Artan küresel nüfusun ihtiyaçlarını karşılamak, sınırlar, sektörler ve nesiller arasında takım çalışması gerektirir. Gıda güvenliği ve sağlıklı gıdaya ulaşım hakkı piyasanın ciddi kamu denetimi ile gerçekleşebilir.
“BEYANA DAYALI ÜRETİM İZNİ MODELİNİ BIRAKIP, TÜM GIDA İŞLETMELERİ İÇİN YENİ BİR SİSTEME GEÇİLMELİ”
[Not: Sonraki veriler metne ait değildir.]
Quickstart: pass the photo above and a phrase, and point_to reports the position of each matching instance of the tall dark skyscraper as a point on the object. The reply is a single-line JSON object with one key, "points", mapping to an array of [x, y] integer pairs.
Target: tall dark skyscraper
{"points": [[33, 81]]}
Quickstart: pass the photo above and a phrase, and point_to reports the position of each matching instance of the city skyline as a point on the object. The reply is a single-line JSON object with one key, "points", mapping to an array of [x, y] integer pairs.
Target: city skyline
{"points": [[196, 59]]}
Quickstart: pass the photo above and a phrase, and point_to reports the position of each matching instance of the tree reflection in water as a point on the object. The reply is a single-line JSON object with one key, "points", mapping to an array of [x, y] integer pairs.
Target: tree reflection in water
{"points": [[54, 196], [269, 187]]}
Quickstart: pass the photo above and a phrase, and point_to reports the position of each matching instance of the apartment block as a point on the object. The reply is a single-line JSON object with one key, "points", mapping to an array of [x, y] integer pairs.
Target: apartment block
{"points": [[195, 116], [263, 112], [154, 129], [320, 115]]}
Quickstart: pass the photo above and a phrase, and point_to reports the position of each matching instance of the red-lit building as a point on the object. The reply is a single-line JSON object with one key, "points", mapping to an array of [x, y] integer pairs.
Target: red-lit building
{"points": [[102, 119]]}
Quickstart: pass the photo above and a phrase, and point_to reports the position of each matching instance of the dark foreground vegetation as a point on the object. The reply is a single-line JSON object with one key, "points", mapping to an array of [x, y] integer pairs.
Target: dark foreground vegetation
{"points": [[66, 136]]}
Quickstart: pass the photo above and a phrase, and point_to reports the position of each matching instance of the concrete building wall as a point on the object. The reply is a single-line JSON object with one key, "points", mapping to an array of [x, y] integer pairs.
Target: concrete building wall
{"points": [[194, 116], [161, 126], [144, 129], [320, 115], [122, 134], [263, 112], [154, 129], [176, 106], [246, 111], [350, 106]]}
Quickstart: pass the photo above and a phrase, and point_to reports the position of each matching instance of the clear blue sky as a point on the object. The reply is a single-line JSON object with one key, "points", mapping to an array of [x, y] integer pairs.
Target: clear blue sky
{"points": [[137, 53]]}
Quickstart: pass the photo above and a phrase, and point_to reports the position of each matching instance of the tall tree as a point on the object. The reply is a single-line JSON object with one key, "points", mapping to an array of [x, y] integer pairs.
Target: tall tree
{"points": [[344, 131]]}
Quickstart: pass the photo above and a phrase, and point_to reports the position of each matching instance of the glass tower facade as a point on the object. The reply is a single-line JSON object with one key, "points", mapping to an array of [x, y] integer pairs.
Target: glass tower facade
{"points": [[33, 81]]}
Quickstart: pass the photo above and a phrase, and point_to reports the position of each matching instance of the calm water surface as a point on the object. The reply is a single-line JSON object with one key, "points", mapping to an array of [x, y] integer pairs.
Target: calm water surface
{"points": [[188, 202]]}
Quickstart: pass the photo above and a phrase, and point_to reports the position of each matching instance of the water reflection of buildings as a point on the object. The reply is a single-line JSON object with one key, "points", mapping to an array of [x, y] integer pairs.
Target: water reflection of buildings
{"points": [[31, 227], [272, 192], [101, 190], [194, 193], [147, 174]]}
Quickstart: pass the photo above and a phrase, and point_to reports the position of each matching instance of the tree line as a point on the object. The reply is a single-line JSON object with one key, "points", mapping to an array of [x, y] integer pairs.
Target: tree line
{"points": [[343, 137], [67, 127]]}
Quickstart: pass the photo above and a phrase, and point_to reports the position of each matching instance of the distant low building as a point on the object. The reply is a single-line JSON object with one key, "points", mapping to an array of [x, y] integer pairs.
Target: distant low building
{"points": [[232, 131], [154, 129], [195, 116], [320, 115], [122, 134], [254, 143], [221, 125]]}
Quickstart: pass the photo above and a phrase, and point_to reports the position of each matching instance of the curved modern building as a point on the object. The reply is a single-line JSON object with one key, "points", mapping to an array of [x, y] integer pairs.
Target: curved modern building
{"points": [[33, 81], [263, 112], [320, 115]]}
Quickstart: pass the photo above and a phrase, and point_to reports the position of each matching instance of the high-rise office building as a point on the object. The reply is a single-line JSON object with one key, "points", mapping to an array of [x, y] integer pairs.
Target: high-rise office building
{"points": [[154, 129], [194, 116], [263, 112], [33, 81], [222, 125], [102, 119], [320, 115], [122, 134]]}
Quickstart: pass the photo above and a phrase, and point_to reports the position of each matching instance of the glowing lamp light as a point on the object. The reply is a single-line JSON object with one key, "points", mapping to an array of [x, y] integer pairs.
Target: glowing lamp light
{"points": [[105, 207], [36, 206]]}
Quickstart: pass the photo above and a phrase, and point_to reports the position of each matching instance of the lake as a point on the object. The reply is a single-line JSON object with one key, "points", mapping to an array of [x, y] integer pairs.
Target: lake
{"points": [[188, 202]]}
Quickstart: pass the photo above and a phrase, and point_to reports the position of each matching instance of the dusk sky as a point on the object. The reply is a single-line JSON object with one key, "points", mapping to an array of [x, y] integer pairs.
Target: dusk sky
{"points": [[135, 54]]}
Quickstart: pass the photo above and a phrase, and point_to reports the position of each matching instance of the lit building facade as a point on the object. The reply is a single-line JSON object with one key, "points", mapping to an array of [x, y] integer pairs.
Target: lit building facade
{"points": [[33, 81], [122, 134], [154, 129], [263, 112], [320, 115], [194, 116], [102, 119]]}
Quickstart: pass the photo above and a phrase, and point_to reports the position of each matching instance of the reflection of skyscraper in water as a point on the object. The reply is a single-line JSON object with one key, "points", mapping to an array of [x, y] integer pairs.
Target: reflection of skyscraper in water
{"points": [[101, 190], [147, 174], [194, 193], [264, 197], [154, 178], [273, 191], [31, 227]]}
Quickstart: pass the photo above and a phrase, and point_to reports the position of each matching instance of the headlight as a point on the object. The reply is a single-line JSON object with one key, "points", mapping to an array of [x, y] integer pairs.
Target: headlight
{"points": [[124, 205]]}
Halkımızın gıda güvenliği için Tarım ve Orman Bakanlığı’nın yıllardır uyguladığı beyana dayalı üretim izni modelini bırakıp, tüm gıda işletmeleri için Bakanlık denetimi ve kontrolü sonucu onay verildikten sonra üretimin yapılabildiği sisteme geçilmelidir. Gıda işletmelerini merdiven altından kurtarmak için kayıt altına alınması yeterli bir uygulama değildir. Küçük işletmelerde de gıda güvenliği koşullarını sağlayacak şekilde çalışmalar yapılmalı, Çalıştırılması Zorunlu Personel (ÇZP) zorunluluğu buralarda da uygulanmaya başlanmalıdır. Yetersiz olan Bakanlık denetçi sayısı arttırılmalı, Tasarruf Genelgesi gerekçesine sığınmadan bir an önce bu konuda eğitim almış teknik personelin kamuya ataması yapılmalıdır.
Bugün attığımız adımlar geleceğimizi doğrudan etkileyecektir. Her alanda üretimden ve üreticiden yana politika tercihleri ve kamunun piyasayı düzenleme ve denetleme yetkisini etkin kullanmasıyla, ülkemizde tarım ve gıdada artarak yaşanan sorunlar çözülebilir. Yaşadığımız tarım ve gıda krizinden kurtulabilmek, sermayenin öncelikleri yerine kamusal ve toplumsal çıkarları, gündelik politikalar yerine planlı kalkınmayı önceleyen kamucu tarım ve gıda politikalarını yaşama geçirmekle mümkündür.
“AÇLIĞIN, YOKLUĞUN VE YOKSULLUĞUN SON BULDUĞU, HAKÇA VE ADİL PAYLAŞIMIN OLDUĞU BİR ÜLKE VE DÜNYA İÇİN ÇALIŞACAĞIZ”
TMMOB’ye bağlı Gıda, Kimya ve Ziraat Mühendisleri Odaları olarak; daha kapsayıcı ve daha adil bir gelecek için hep birlikte el ele çalışmaya devam edeceğiz. Dün olduğu gibi bugün de, açlığın, yokluğun ve yoksulluğun son bulduğu, hakça ve adil paylaşımın olduğu bir ülke ve dünya özlemiyle, bilimden, üretimden, insandan, emekten, doğadan, kamu yararı ve toplum çıkarından yana ortak tutumumuz devam edecektir” ifadelerine yer verildi.